Standing near a closed bookshop on Al-Dairy Street in Sanaa , Foad told Al-Monitor, "I was surfing the internet and the connection seemed fine. But I could not open new pages. So I got angry and I hit my phone until [the screen] cracked,” he explained, embarrassed.

Foad said he has been trying to use both Wi-Fi and the 3G data network of Yemen Mobile, but none worked well. "I use the internet 24 hours a day," he said.

He is not alone. One of the stereotypes about Yemenis is that the men come together every afternoon to chat and chew khat until well after sunset. But social media has changed that — even in the company of others, people use their phones to chat and use the internet, like everywhere else in the world.

Fares Anam, a Yemeni filmmaker, claimed that this interruption may not be so bad after all. “Now that there is no connection, I suggest that you turn off your phone and start talking with your family and friends,” he wrote in a Facebook post Jan. 9. 

More people will be forced to take his advice on turning off the phone as the normalization of services is delayed. "A 20 GB internet link has been restored as an urgent solution for internet disruption until the repair of the cable is completed," a second statement from TeleYemen said Jan. 12, without giving details. In the meantime, some news websites reported that one of the reasons the repairs are taking so long is that the Ministry of Telecommunications is installing eavesdropping devices in the new connections.

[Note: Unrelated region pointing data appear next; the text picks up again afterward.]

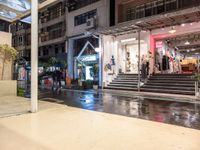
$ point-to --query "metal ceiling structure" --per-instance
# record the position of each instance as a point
(154, 22)
(11, 10)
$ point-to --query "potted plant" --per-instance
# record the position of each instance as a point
(95, 73)
(7, 54)
(196, 77)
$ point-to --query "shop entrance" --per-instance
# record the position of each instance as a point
(131, 57)
(86, 66)
(177, 55)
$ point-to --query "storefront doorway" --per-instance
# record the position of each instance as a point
(177, 55)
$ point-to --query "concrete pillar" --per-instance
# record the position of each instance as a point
(101, 61)
(139, 63)
(34, 56)
(70, 57)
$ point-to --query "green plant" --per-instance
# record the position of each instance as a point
(88, 84)
(196, 77)
(7, 54)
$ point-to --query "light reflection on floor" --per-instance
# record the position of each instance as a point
(171, 112)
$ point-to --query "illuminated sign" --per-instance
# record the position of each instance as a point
(159, 44)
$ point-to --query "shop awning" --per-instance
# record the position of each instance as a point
(154, 22)
(11, 10)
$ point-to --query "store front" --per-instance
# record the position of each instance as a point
(121, 54)
(84, 59)
(178, 52)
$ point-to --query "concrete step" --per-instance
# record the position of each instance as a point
(171, 84)
(123, 85)
(169, 87)
(116, 82)
(168, 91)
(122, 88)
(172, 79)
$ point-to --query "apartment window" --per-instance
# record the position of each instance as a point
(170, 5)
(81, 19)
(63, 48)
(20, 42)
(130, 14)
(76, 4)
(140, 11)
(160, 6)
(56, 50)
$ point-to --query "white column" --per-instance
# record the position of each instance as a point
(139, 63)
(101, 61)
(34, 56)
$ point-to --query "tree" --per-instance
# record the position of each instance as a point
(7, 54)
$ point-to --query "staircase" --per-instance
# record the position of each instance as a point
(170, 83)
(124, 82)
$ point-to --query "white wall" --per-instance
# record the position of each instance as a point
(113, 46)
(6, 38)
(102, 7)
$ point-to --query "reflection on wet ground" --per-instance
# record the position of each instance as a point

An article by the American magazine Wired said that YemenNet, another internet service provider in Yemen that belongs to the Ministry of Telecommunications, "was able to restore some connectivity by working with Oman's major ISP, Omantel, to receive service from a different undersea cable."

Wired also reported that it can take weeks to repair a cut cable.

Taha al-Radaa'i, director general of YemenNet, told Al-Monitor the specially equipped ship responsible for repairing the cable is based near Oman and is not yet dispatched to Suez. He explained that several other countries besides Yemen were affected by the severed cable. “There are several countries impacted by this disruption, but Yemen was the worst hit because other countries have alternatives and multiple tracks,” he said.

Wired, as well as other press reports, indicate that the entire Red Sea region has dealt with slow to nonexistent connectivity since the severing of a single submarine cable, including Kuwait, Saudi Arabia, Sudan and Ethiopia.

Pointing at a map, Radaa'i said the other countries have other alternatives like the "new Sea-Me-We 5" and "AAE-1" maritime cable systems that would have alleviated Yemen currently if the "aggression of the [Saudi-led coalition]" didn't prevent those connections.

"The AAE-1 system is ready to be connected but the coalition prevented it," he said, adding that the coalition also prevented connection to the Sea-Me-We 5 cable to Hodeidah, the country’s port on the Red Sea.

Hodeidah is the key lifeline entry of most of Yemen's commercial imports and humanitarian aid. The Iran-allied Houthis control much of Hodeidah while the Saudi-backed government troops have advanced to its southeastern districts, making the city a flashpoint in the country's civil war.